# A Context Saving Fault Tolerant Approach for a Shared Memory Many-Core Architecture

Eduardo Wächter\*†, Nicolas Ventroux†, Fernando G. Moraes\*

\* FACIN - PUCRS – Av. Ipiranga 6681, 90619-900, Porto Alegre, Brazil †CEA, LIST, Embedded Computing Laboratory – 91191 Gif-sur-Yvette CEDEX – France nicolas.ventroux@cea.fr, {fernando.moraes, eduardo.wachter}@pucrs.br

Abstract—Mechanisms for runtime fault-tolerance in many-core architectures are mandatory to cope with transient and permanent faults. This issue is even more relevant with aggressive technology nodes due to process variability, aging effects, and susceptibility to upsets, among other factors. This work proposes to save periodically the context and to re-schedule tasks to the last reliable known state and avoid the faulty processor. This technique is implemented on an embedded multicore architecture named P2012. The proposed fault-tolerant approach induces a limited overhead of 9.37% in an industrial image processing application while guaranteeing a full-error recovery if any error is detected.

Keywords—NoC-based MPSoC; fault recovery; context saving; checkpointing; rollback

# I. INTRODUCTION AND RELATED WORKS

The probability of transient (e.g. crosstalk, SEUs) or permanent faults occurrence due to manufacturing errors [1] and wearout (e.g. electromigration) [2] is increasing with the technology scaling. In this scenario, a many-core architecture that does not take into account faulty processors can no longer guarantee the correctness of its behavior during its lifetime. In addition, if there is no Fault Tolerance (FT) management of healthy and faulty processors, the whole system may be blocked or subject to erroneous computations, leading to a malfunction of the system. For this reason, it is crucial that the system can self-adapt itself in order to isolate a faulty processing element (PE) and recover from a reliable previous context.

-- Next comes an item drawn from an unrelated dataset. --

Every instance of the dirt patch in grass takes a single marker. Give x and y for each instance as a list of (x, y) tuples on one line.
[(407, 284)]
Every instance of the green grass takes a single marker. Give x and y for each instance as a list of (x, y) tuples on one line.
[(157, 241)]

The Authors in [3] present ReVive: a checkpoint/rollback mechanism for architectures with processors, caches and memory interconnected by an off-chip network. They implemented a partial separation with logging checkpoint mechanism. This approach proposes a partial separation, where checkpoint data and working data are one and the same, except for those elements that have been modified since the last checkpoint. This kind of approach requires the memory to be divided into pages, with a hardware directory controller responsible for the access to the memory. The results on a 16-processor system indicate that the average error-free execution time overhead of using ReVive is only 6.3%.

In [4] the authors propose a Chip-level Redundant Threading (CRT) to detect transient faults on Chip Multiprocessors (CMPs). The approach is to execute two copies of a given program on distinct cores and then compare the stored data. CRTR (CRT with Recovery) achieves fault recovery by comparing the result of every instruction before commit. Once detecting different results, the microprocessor could be recovered by re-executing from the

wrong instruction. The results showed that the performance overhead of the context saving when compared to the baseline processor is approximately 30%.

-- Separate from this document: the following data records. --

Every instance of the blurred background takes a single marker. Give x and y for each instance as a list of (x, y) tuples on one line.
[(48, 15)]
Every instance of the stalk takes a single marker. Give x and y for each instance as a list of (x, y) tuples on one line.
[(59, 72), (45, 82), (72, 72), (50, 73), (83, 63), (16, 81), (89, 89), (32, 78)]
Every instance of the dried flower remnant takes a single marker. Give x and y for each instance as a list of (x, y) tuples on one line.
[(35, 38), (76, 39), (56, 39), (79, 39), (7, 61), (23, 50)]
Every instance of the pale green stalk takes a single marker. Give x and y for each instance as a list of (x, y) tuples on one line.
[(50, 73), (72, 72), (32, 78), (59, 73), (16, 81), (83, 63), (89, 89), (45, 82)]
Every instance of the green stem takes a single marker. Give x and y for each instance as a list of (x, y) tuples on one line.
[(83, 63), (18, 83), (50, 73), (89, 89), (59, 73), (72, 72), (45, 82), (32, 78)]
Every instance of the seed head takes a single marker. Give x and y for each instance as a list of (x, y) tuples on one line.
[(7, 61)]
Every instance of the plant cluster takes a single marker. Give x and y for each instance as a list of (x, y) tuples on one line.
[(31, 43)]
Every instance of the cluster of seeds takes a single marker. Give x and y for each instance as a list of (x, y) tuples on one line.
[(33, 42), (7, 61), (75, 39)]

The *Reli* technique [5] proposes to change the micro-operations of instructions, which stores registers and data memory. They adopted two stacks used for storing the registers in the register file and for storing the data memory values that changed. Results showed an overhead of 1.45% in the execution time on a faulty-free scenario and incurs area overhead of 45% on average.

The *DeSyRe* project [6] presents an MPSoC framework for FT purposes. As error recovery technique, they propose the checkpoint and task re-execution for an MPSoC with seven cores. The Authors do no evaluate the checkpoint technique. For this reason, there are no results related to the overhead in a fault-free scenario. However, the evaluation of the application re-execution for a matrix multiplication application in a scenario with 20% of tasks being faulty, the execution time doubles.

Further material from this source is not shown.